Петя был как то помог ему с установкой антенны да и не раз по хозяйству подварил ему по
мелочи, у Кольки тоже было маленькое хозяйство в виде нескольких козочек что через дорогу
были привязаны и вечно мекали в траве,  а жил он в пяти домиках к верху как идти на
греблю в сторону больницы.  Так вот Кирюшина фазенда была не очень далеко, на окраине
самого городочка только по другую сторону дамбы,  минут пятнадцать двадцать езды окурат
по объездной мимо Сырзавода и бывшего Комбикормового, то был самый удобный и широко
используемый путь на ту сторону, хоть и чуть длинноват по сравнению если ехать по прямой
через центр и дамбу, но зато ни какой мароки, никакого движения и пробок возле рынка у
ул. (Волшебной) Рыночной. На багажнике сверху оккуратно уложены и упакованы в матовую
плёнку и зафиксированы четыре маленьких дутых секции,  а сзади в багажнике переноска
и чемодан с инструментами, сварочка здесь была не нужна. Вся подборка инструментов уже
выверенная до мелочей, так что под рукой всегда находилось самое необходимое для подобных
работ. Ворота открылись Петя заехал и Василий сел чтоб указать как мимо сада вдоль ограды
проследовать к тыльному подъезду  (просто Петя по незнанию подъехал как говорится по
адресу,  к самим главным воротам,  а был бы в курсе,  то конечно заехал бы с другой
стороны к одним из задних хозяйских ворот).
      У фасада и начала аллейки в сад, где были в классическом стиле поднятые огромные
в виде ваз клумбы, Петя заметил нескольких молодых людей а рядом с ними прекрасных дам,
и глаза его чуть было не потерялись позабыв про дорогу,  когда уже сквозь безлиственные
деревья сада,  он узнал одну из них, то была Алёнка,  и сердце участилось и голос чуть
поник, потому как Васька с искренней улыбкой был очень рад Петру,  и всё время что то
расспрашивал, а Петр ему отвечал в мягкости и учтивости своего внимания. Он Василия не
знал, в свою очередь так же как Василий сам не знал Петра, но только слышал о нем от
других людей,  и когда тот спросил как поживают Гринька с Лёнькой, с исренней добротой
в голосе, добавив что это быть может самые достойные люди в сем городочке. Пете конечно
было очень приятно услышать добрые слова,  ведь они были ему больше чем друзья,  они
были ему почти как братья, в тот то момент он и увидел Алёнку.
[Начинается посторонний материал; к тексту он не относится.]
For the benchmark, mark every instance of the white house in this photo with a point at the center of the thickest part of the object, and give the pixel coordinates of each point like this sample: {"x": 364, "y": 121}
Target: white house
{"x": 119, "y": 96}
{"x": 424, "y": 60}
      Алёнка конечно же знала что Петя приедет сегодня ставить заказ, не знала только в
котором часу, а в целом она то знала всё.
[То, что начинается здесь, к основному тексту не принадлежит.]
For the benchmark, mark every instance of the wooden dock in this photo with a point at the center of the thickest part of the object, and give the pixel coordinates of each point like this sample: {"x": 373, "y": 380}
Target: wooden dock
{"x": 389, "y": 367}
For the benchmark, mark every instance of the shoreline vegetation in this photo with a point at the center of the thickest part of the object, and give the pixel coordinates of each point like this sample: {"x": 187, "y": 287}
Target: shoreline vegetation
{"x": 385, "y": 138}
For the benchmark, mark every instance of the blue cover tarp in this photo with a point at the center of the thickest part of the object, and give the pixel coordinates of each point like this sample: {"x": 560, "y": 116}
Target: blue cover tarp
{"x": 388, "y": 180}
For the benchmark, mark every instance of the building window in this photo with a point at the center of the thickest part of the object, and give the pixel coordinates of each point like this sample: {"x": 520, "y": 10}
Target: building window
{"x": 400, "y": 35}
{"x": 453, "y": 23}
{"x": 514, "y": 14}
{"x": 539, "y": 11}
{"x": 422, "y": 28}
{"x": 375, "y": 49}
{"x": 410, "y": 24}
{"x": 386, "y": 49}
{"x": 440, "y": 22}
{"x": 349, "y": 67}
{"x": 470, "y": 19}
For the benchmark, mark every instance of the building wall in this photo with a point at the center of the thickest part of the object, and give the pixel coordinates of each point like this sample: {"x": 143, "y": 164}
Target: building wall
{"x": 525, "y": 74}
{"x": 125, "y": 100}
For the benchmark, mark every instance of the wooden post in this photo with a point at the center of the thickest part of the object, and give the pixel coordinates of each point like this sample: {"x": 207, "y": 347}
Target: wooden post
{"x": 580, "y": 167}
      - И вот значит, - продолжал Василий,  как остановились возле престройки и входа
для служащих, - я говорю:  "Ленька друг мой,  а что там, слышал я у Петра Иваныча в
мастерской открылась твоя душа?  Наташка говорила что ты прям светишся когда идёшь на
работу, а по возвращению так весь сияешь! - "Небо, - говорит, - благоволит! А мы только
и должны,  это помнить об этом!" - Во как сказал! - Заключил Курлаев пальцем к верху
тыча в обшивку салона.
      Петя улыбнулся:
      - Хорошо сказал Лёня! - открывая дверцу, - Небо не только над нами, но и в делах
и в душе и заботе!  И его забота чувствуется,  как вроде бы солнышко в пасмурный день,
глядишь и выглянуло!
      Василий тянет руку, а в глазах исренняя доброта сияет.
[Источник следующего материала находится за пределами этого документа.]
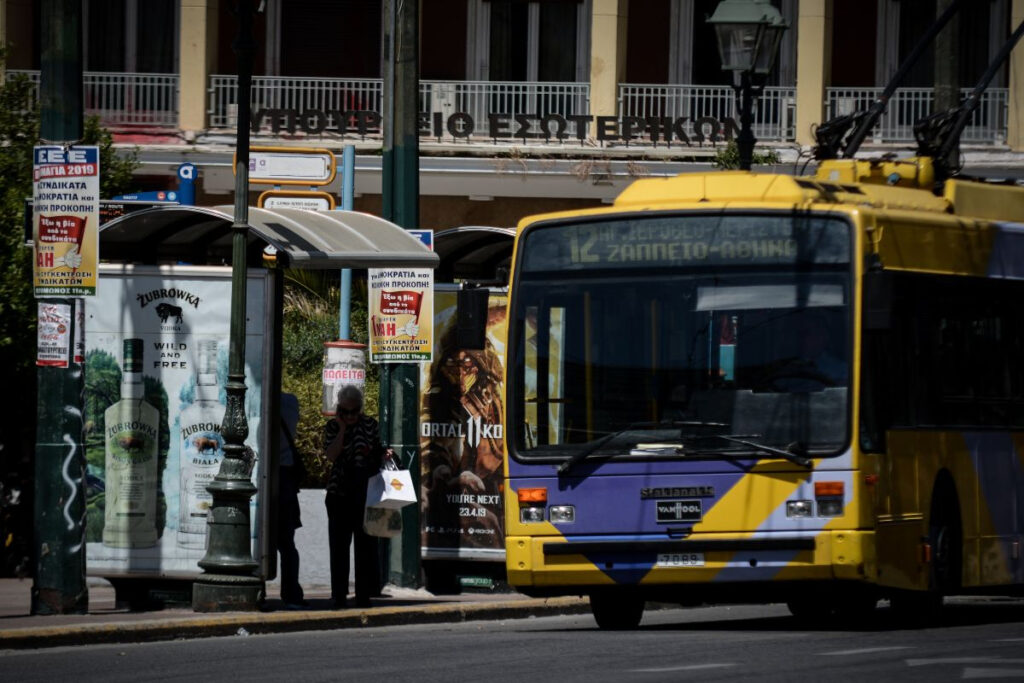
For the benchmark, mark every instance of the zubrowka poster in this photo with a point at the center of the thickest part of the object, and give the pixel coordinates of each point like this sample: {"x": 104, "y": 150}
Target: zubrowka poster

      - Василий Курлаев! И буду я рад! Очень! Если смогу чем нибудь помочь!
      - Пётр Калужный! - Всегда буду рад оказаться рядом! - также протянув жмет Василию
руку.
      Попримялась поусохла трава, а на сердце и радость и боль и тоска..
      Максимка шел камешки сбивая с тропинки, что от навеса вела к тыльному фасаду и
пристройкам. Мысли о Юлиане не отпускали его, а разве могли? Он обращал свой взгляд к
небу, которое уже прояснилось,  и в голубых цветках рассыпалось под прозрачностью белой
дымки,  которая волочилась казалось бы с под опущенной руки Прекрасной девы,  что с
поникшей головой также о чём то думала,  оставляя задумчевый взгляд напоминающий
тяготившую её муку. А позолоченные крылышки уже голых, но где нигде ещё свесающих на
кустарниках листиков, будто передразнивали себя, ловя маленькие проскальзывающие лучики.
Ни ветерка ни хлопающих в ладоши крыльев, только маленькие птички, да заснувшие в тумане
филины,  напоминали последний день Ноября.  Наверное также было на душе у Максимки,
который невольно обратил взгляд в сторонку, в гущь деревьев, которые будто плакали, на
мокрых веточках, собравшейся росой.
      Максимка застыл,  и душа его утонула, что то неразъединяющее охлеснуло его тело,
кудряши падали на глаза.
      Средь деревьев стояла Юлиана, в белом как весенний цвет, в кружевах на также как
и в том голубом с раскидистыми рукавами, и в снежинках расбросанных колыбелью рюшиках,
с широким разрезом от плечей, дрожащем как её тело, только не от холода, а в умирающем
от любви платье, в виде хрустальных снежинок в голубоглазых звёздочках серьгах усыпанных
брильянтами, вероятно в каждом по пять карат, Она тонула в слезах, и чем то роднилась с
этим заколдованным блеском.
      Максимка сорвался было в тот миг к ней,  но она всего лишь прислонила пальчик к
губам, и глазами сказала "нет", "не сейчас", - и он увидел в её взгляде всё то, что готовы
отдать за эту муку, лишь бы она продолжала терзать, тысячи дней и тысячи ночей, умирая
не прикоснувшись, чтоб не дать ей разбится о скалы, и сказать: "я уже не твоя."
      Пламенело сердце, и потушить его быть может возможно было?  у края этой скалы,
холодными пальчикам. Холодными как её платье рассыпанное в снежинках. Он не выдержал
и приник к дереву у ног её, упав на одно колено, и поднял глаза: "я не прикоснусь к тебе,
ты холодна как снег, - не бойся,  я не заберу того что ты боишся потерять." - Безумный
аромат исходил от её рук и её тонкого тела, волосы были подобраны, только завитки её
прядей волос свисали огибая её безумную красоту Лица, вряд ли кто то видел его таким хоть
раз в своей жизни, из тех кто падал к её ногам.  Самую чуточку тонкие брови листали тот
миг в котором бы хотели остаться. Губы спали, потому что пробуждались только от поцелуя.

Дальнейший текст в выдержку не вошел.